Kim Jong-un, believed to be in his late 20s, arrived by train in Tumen, in the northeastern Chinese province of Jilin, South Korean media reported. Yonhap news agency quoted a government official in Seoul as saying he was unlikely to go to Beijing.

Reclusive North Korea is preparing for a third generation of Kim family rule, with the inexperienced Kim poised to take over from his father as the autocratic state’s next leader, reports Reuters.

Analysts say the succession process, hastened last September due to Kim Jong-il’s poor health, has probably slowed down in recent months due to the 69-year-old leader’s apparent improving condition.

South Korea’s spy agency has been expecting the visit for months. Media reports said the trip would likely focus on developing economic ties between the neighbours and could involve visits to joint projects on their border.

Paik Hak-soon, director of the Centre for North Korean studies at Sejong Institute in South Korea, said the young Kim’s trip was politically and economically motivated.
“First it is meant to demonstrate and establish himself as the successor. Secondly, he needs to make achievements in the economic area because of the North’s economic difficulties,” he said.

The Chosun Ilbo website said Kim could stay on to attend a groundbreaking ceremony for two development projects on the North Korea-China border at the end of the month.

A construction project developing an island called Hwanggumpyong in the lower reaches of the Tumen River starts on May 28, and construction of roads connecting Hunchun in China and Rajin-Sonbong in North Korea on May 30, the paper said.

Chinese and South Korean government officials could not immediately confirm the visit.

North Korea has dramatically increased its economic cooperation with China over the past two years to circumvent international sanctions imposed for its nuclear and missile tests in 2009.

In 2010, trade between China and North Korea was worth $3.5 billion (2.1 billion pounds), up 29.6 percent from 2009, according to Chinese customs statistics. China’s imports from North Korea in 2010 grew by 50.6 percent to $1.2 billion, and its exports to North Korea grew 20.8 percent to $2.3 billion.

North Korea has been further squeezed by tougher sanctions by South Korea and the United States following two attacks on the peninsula last year which killed 50 South Koreans.

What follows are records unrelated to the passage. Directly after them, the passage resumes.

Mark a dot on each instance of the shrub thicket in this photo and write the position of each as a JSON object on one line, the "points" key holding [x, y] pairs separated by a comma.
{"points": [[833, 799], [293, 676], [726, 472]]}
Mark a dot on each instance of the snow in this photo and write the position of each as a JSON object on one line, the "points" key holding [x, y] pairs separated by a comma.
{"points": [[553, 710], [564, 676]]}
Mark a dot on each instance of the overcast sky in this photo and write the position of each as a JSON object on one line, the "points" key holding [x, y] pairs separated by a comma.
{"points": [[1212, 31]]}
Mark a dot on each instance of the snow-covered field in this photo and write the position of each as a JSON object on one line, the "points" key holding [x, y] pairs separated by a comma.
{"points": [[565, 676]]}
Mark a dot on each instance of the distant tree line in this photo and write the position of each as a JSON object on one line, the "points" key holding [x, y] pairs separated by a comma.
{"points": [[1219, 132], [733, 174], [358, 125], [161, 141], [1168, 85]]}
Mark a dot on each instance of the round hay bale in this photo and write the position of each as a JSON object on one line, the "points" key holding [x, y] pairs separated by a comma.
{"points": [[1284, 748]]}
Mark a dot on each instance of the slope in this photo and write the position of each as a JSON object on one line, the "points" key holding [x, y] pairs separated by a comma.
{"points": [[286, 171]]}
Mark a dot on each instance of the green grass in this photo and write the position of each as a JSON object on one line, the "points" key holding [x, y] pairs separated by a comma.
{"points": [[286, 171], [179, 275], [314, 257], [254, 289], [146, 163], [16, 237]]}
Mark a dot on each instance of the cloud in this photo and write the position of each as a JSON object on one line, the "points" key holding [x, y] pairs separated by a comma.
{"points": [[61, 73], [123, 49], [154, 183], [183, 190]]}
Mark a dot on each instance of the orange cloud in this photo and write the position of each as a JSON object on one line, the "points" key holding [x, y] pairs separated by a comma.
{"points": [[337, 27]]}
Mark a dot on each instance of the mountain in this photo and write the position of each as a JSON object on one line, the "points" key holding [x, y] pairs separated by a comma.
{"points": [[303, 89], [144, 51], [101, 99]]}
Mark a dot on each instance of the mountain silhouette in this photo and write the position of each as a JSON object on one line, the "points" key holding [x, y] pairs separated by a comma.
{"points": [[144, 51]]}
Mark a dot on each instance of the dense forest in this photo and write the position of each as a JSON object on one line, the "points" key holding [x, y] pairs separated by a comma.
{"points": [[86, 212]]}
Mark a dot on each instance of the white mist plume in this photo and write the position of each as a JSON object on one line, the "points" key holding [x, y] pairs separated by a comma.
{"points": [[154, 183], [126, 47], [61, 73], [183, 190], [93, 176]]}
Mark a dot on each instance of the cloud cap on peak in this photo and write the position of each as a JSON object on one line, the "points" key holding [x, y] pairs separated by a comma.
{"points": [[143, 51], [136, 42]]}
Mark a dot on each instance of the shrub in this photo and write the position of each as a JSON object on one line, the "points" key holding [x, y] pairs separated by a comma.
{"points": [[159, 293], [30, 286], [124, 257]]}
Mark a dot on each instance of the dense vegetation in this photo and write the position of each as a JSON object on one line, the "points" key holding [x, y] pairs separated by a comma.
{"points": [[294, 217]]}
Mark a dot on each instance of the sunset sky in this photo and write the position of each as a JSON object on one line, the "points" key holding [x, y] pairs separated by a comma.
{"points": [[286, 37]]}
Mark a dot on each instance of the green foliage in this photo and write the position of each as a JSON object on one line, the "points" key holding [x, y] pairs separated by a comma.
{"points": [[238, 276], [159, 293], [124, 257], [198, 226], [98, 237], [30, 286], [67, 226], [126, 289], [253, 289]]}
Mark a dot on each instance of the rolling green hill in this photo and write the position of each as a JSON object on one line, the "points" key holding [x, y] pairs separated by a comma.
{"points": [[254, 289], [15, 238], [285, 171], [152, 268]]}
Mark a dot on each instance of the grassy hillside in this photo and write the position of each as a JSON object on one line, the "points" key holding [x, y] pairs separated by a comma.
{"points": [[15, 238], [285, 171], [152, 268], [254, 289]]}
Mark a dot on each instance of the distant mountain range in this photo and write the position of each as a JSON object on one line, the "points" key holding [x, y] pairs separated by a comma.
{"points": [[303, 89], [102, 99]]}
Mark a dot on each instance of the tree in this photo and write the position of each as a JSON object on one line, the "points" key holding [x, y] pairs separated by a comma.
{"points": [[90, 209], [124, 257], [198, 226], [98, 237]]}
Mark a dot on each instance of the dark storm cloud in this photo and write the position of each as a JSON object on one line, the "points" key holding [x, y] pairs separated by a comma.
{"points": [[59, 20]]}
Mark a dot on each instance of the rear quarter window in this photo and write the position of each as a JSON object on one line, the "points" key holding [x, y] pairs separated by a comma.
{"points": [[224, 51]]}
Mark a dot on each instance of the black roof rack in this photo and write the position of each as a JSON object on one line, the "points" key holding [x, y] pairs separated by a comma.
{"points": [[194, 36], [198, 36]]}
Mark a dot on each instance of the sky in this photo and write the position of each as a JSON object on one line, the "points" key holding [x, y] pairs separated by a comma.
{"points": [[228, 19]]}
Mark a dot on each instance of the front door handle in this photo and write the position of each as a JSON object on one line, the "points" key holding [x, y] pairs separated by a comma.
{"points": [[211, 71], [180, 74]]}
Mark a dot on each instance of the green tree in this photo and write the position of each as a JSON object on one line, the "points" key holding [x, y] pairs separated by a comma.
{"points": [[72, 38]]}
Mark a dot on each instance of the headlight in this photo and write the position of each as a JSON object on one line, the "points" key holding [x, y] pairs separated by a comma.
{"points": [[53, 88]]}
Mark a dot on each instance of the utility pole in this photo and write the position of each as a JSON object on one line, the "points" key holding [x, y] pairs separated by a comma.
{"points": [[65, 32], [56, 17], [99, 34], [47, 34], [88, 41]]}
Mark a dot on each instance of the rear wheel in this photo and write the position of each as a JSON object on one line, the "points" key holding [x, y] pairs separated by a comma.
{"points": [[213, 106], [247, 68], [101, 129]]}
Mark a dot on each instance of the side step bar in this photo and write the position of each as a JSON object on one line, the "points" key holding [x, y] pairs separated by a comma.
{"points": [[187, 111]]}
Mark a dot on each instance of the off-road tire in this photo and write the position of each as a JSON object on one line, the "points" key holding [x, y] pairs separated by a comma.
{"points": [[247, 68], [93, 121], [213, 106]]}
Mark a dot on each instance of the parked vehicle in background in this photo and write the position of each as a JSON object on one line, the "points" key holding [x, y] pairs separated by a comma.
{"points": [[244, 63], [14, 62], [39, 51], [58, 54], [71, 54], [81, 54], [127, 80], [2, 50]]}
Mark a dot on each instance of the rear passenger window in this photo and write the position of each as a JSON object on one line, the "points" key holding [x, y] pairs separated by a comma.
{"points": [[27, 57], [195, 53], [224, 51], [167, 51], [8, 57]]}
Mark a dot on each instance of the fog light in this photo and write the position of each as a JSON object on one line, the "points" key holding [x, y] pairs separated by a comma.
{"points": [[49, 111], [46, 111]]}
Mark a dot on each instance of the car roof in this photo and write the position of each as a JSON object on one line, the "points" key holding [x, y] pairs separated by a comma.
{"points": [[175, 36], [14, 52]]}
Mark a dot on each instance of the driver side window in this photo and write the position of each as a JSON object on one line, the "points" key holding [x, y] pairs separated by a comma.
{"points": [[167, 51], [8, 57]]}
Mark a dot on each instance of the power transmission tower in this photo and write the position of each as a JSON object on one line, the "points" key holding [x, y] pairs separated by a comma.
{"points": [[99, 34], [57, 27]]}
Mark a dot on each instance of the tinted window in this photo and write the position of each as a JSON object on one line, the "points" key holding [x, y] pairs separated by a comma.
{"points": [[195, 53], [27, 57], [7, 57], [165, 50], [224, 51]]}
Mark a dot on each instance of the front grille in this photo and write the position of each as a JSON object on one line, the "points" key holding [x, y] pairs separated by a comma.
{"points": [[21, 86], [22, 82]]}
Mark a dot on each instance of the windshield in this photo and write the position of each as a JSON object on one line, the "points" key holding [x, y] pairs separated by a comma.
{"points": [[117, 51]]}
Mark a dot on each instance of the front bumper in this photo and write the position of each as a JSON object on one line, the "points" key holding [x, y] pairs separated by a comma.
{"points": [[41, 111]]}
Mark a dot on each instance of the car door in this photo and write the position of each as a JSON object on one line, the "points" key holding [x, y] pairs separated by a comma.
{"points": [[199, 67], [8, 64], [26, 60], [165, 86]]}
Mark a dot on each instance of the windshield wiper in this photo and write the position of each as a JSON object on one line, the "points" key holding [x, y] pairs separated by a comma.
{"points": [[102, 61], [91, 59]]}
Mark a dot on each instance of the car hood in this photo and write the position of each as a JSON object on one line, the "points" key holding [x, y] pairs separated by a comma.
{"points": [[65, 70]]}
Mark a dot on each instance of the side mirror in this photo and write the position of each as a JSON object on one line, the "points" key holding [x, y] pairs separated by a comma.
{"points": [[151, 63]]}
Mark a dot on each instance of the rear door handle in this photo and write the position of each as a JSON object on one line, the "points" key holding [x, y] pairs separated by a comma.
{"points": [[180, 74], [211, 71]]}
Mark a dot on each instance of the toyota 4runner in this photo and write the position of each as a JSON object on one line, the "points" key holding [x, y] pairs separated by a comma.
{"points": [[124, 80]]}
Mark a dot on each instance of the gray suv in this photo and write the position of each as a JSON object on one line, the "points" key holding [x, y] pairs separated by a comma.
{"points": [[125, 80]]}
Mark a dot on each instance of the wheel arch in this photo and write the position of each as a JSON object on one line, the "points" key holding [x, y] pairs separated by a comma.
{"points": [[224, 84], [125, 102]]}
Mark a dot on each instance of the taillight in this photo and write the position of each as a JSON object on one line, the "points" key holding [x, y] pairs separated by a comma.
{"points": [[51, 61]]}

Zhang Liangui, an expert on North Korea at the Central Party School in Beijing which trains Chinese officials, said that if confirmed, Kim’s trip was meant to extract more aid and support from China.

But Zhang said Kim Jong-un would not be the one to hammer out specifics of any new agreements with China. “Kim Jong-un wouldn’t understand that kind of thing. He wouldn’t have deciding authority over that either.”


The youngest of the leader’s three sons, little is known about Kim, not even his age. He was most likely born in 1984.

Educated in Switzerland, he is thought to speak English and German, and bears a striking resemblance to his grandfather, the North’s founder, Kim Il-sung.

Analysts say two attacks on the peninsula last year, one denied by North Korea, were aimed at winning the army’s support for a continuation of dynastic rule and underscored an intent to maintain the state’s military-first policy.

Experts say the young Kim will likely follow the same militaristic path, maintaining a strong grip over one of the world’s largest armies and pressing on with a nuclear weapons programme in the face of international outrage.

The Chosun Ilbo reported that Kim was accompanied by his uncle and minder, Jang Song-thaek, who was last year promoted to the powerful National Defence Commission.

Many analysts took Jang’s promotion to be an attempt to establish a mechanism for the eventual succession, with Jang as regent while his nephew establishes himself in power.